You're absolutely right. Although he eventually rose above the "journeyman" label, for most of his career, that's exactly what Walcott was. People remember him mostly for his close "loss" to Louis, his series with Ezzard Charles, and his fights with Marciano. But before all that, he was very much a journeyman. To me, a classic journeyman are guys like Marion Wilson and Everett "Bigfoot" Martin - guys that provide a test, but only rarely, if ever, beat the next level of fighter. The "journeyman made good" - guys like Braddock, Walcott or Weaver - transcend their status by winning titles and contending.

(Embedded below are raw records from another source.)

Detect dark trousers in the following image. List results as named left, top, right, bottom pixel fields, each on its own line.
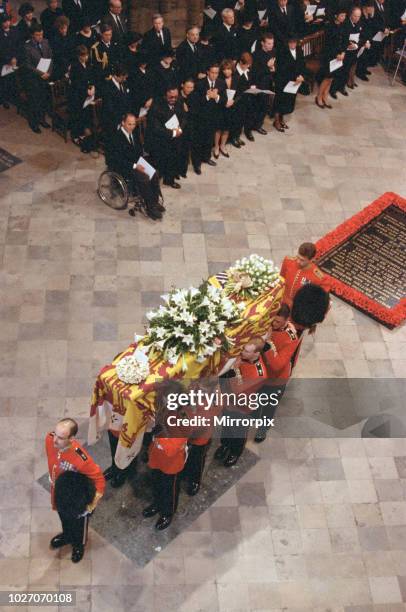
left=25, top=75, right=50, bottom=128
left=58, top=512, right=89, bottom=547
left=132, top=168, right=162, bottom=212
left=151, top=469, right=181, bottom=518
left=220, top=409, right=250, bottom=457
left=183, top=442, right=210, bottom=485
left=195, top=123, right=215, bottom=163
left=255, top=384, right=286, bottom=434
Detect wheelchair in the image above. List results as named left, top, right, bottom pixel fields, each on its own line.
left=97, top=169, right=149, bottom=217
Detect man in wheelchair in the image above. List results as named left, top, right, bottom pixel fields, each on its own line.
left=106, top=113, right=165, bottom=220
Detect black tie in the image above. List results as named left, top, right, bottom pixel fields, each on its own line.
left=37, top=43, right=43, bottom=56
left=117, top=16, right=124, bottom=33
left=192, top=43, right=196, bottom=53
left=129, top=133, right=134, bottom=147
left=211, top=81, right=214, bottom=89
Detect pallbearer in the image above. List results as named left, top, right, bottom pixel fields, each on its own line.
left=214, top=337, right=269, bottom=467
left=142, top=382, right=188, bottom=531
left=280, top=242, right=330, bottom=307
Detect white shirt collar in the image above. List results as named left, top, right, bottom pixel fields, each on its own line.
left=187, top=40, right=196, bottom=51
left=121, top=126, right=132, bottom=142
left=112, top=77, right=121, bottom=90
left=224, top=23, right=231, bottom=31
left=236, top=63, right=249, bottom=77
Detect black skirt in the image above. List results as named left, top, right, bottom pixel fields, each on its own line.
left=273, top=85, right=297, bottom=115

Heavyweights David Jaco.. Garing Lane.. Everett Martin.. They all had at least one day in the sun...... Jaco got an unlikely win over Razor Ruddock Lane beat a live Alex Garcia and dropped Corrie Sanders heavily on the Lewis v McCall 1 undercard.. Everett Martin was actually the first ever man to put an unbeaten Mike Moorer on the deck before he won the heavyweight title...
I agree 100% with this post. If whitaker had actually fought camacho, quartey, meldrick taylor, terry norris and kostya tyszu,.There is no way anyone can honestly tell me that he would end up winning all 5 fights.

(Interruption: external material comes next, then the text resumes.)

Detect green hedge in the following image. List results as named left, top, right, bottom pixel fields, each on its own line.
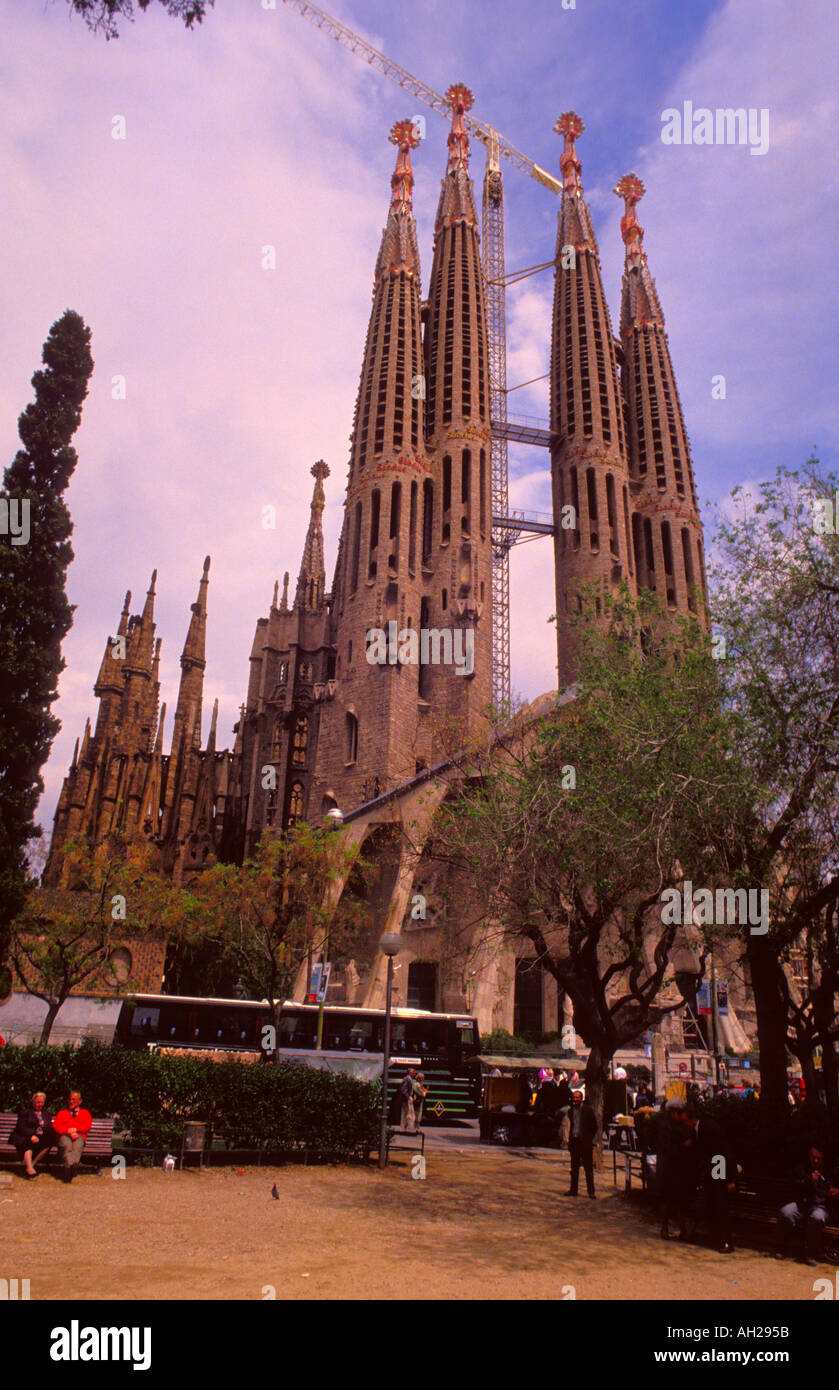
left=0, top=1040, right=380, bottom=1160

Well, i'm just indirectly implying that if whitaker had approxiametly 60 fights between 1985-1999, you would see about 5-8 losses on his overall resume. You have to realize that stylistically, all 5 of these guys would give pernell whitaker a very tough fight. Niether one of them are the type that whitaker usually clowns around with. Kostya Tyzu is great against southpaws, meldrick taylor and camacho are extremely quick and athletic and they possess excellent boxing skills. Terry Norris has the reach and power over whitaker, ike quartey would give him a similiar fight to that of the first encounter with buddy mcgirt.
James J Braddock was the greatest journeyman. I also like Micky Ward. Do any of you consider Arturo Gatti a journeyman?

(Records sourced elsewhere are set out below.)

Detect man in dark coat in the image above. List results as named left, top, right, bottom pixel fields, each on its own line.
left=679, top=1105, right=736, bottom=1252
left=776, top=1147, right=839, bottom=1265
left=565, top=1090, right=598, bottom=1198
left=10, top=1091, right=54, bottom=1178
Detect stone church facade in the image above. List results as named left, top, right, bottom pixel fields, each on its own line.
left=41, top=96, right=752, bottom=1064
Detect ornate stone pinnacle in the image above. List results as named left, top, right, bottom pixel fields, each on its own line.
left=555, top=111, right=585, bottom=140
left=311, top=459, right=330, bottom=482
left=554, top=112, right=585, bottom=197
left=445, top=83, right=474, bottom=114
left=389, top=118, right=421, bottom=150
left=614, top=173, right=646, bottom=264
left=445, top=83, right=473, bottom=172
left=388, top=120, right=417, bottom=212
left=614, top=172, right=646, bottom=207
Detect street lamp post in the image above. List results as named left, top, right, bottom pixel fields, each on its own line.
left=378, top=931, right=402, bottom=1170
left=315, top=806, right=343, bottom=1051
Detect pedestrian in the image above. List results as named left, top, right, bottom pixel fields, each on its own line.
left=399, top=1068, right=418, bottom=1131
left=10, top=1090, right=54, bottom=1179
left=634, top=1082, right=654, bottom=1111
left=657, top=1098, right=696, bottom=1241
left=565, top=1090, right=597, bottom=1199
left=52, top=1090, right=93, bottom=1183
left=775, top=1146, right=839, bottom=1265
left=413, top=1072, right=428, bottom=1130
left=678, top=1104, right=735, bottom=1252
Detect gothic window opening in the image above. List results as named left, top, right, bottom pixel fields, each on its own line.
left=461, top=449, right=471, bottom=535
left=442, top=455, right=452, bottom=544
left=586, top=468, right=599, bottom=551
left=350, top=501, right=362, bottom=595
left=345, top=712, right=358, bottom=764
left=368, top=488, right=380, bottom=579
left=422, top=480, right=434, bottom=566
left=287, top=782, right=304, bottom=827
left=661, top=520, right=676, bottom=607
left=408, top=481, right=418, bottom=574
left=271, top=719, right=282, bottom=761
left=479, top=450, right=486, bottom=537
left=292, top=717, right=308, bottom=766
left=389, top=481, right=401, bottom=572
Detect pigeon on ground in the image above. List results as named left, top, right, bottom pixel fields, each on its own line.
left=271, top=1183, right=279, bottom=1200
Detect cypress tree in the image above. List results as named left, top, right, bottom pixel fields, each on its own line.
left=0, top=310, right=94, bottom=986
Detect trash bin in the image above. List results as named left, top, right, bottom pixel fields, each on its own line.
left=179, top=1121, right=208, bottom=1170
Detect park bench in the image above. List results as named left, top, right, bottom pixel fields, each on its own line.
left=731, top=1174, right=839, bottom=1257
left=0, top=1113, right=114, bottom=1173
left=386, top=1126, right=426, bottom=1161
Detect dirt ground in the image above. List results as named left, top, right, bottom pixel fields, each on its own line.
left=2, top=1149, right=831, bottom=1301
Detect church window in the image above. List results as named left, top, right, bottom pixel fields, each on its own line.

Virtualy everybody started out their career working as a journeyman in those days. Jack Johnson, Sam Lanngford, Jack Dempsey, Archie Moore. It was the only way you could learn the trade. That dose not mean that Walcotts career can be sumarised by saying that he was a journeyman who got lucky. He cleaned out the division prior to facing Louis for the title was a pivotal figure in the division untill he won the title.
really i thought he was a replacement against louis...but you have more posts than me thus i might be wrong but he did beat the best men in his division, though he could be outboxed andf was hittable and his defence flashy as it was and confuzing could be easily turned around by a hook.